Tuesday, February 26, 2013

A Late Winter Flock of Cedar Waxwings

Cedar Waxwings Galore

Since I first learned about Cedar Waxwings and saw them I was enamored. They are the most beautiful and interesting birds found in Maryland. They rely purely on their beauty for mating as there is no birdsong. The black masked eyes contrasting the off ivory breast and slate blue wings; the tail tip appearing as if it were dipped in bright yellow paint; the scarlet shots in the wings simply make me think this bird was a flower.

I would see three or four a year in the local parks I wander and enjoy their gentle hiss and their luxuriant beauty. They were always either alone or in a pair. Often they perch for a length of time required for some good viewing and photographs. A few years ago I was at a local science center and in it was a bird cage with two waxwings. Part of me was disappointed as I was reminded of Maya Angelou’s book Now I Know Why Caged Birds Sing. I was assuaged somewhat by learning that these birds had been injured, taken to a wild bird rehab center where it was determined that they had become too tame to be released into the wild again. I maintained some skepticism about that. More on that later.

I appreciated though that I could observe these caged birds closely. I had the opportunity to look at the birds from a few inches away. It was a guilty pleasure to have such captive subjects open to my curiosity. I left with mixed emotions knowing that I satisfied a lot of observation while doing it to caged birds. I was not in a position to judge whether their conditions were truly legitimate but it certainly was not my call for many reasons.

A couple of years ago I was walking around with two friends at an urban reservoir not far from some good wooded park land. Suddenly within a few feet of us were two waxwings within about 5 feet ahead  of us. My mates were not birders but were interested in the stuff one sees in nature. I interrupted our conversation to alert them to this event. Though no one said it I suspected that I was forgiven for the interruption as there was intrigue now. My hiking partners were interested in the waxwings and the birds continued to fly only a few feet in front of us giving us a lot of time to examine them. That was the first time it occurred to me that Cedar Waxwings are not terribly concerned about humans.

With that introduction we will get to the real story. On February 19 I was taking my usual morning walk around Baltimore’s Inner Harbor. As I passed a tiny copse of Willow Oaks I found them filled with birds that were not Robins and Starlings. Initially I noticed a subtle coloring and crest and imagined Titmouse which are not unusual though not everyday birds in the area. Suddenly I saw a Cedar Waxwing and quickly understood that I was seeing 30 to 50 of them, certainly more than I was willing to count.
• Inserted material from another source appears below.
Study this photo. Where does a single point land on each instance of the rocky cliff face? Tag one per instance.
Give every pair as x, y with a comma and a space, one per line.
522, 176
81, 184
They bowled me over, there was an issue of my favorite bird in numbers I could hardly imagine. They were everywhere gobbling the berries that remained on the branches and on this day those berries were plentiful. I had never seen such an event-more waxwings that I could have ever expected. Sans a camera I approached the lower branches and found that the birds were very little concerned with my presence. I was reminded of my interest in their behavior and the concern that the caged birds I had witnessed a few years earlier. What I saw suggested to me that these birds were sort of naïve to the ways of the world. They allowed me to face them from only a couple of feet away. Those who chose to cage them for fear of that their tameness would imperil them in the wild did not seem so problematic now. These birds don’t know the ways of the city anyway.

I had never seen a Cedar Waxwing feed off the ground but I did now. They were grabbing all of the berries that they could get as they fell from the branches. The next day I brought one of my cameras and snapped away a large number of photos some of which were salvageable. That allowed me to observe them further. What I think I learned was that they were less naïve than brave. As I approached them on a branch they seemed more defiant than fearful. 

The next day I used a different camera and found that their behaviors did not change but my growing number of photos did. I was thrilled to be in their midst. It was as if they welcomed me which of course they did not. I was merely a sentient thing that they did not fear very much. There is very few joys that I have experienced that match embedding myself amongst Cedar Waxwings for a few days. I already knew that they were beautiful and now I know that they are gregarious and that they flock at least for portions of the year. I also learned that they will feed off the ground. It was fun for three days but on Friday, armed with yet another camera my cache of waxwings was not to be. They had moved on.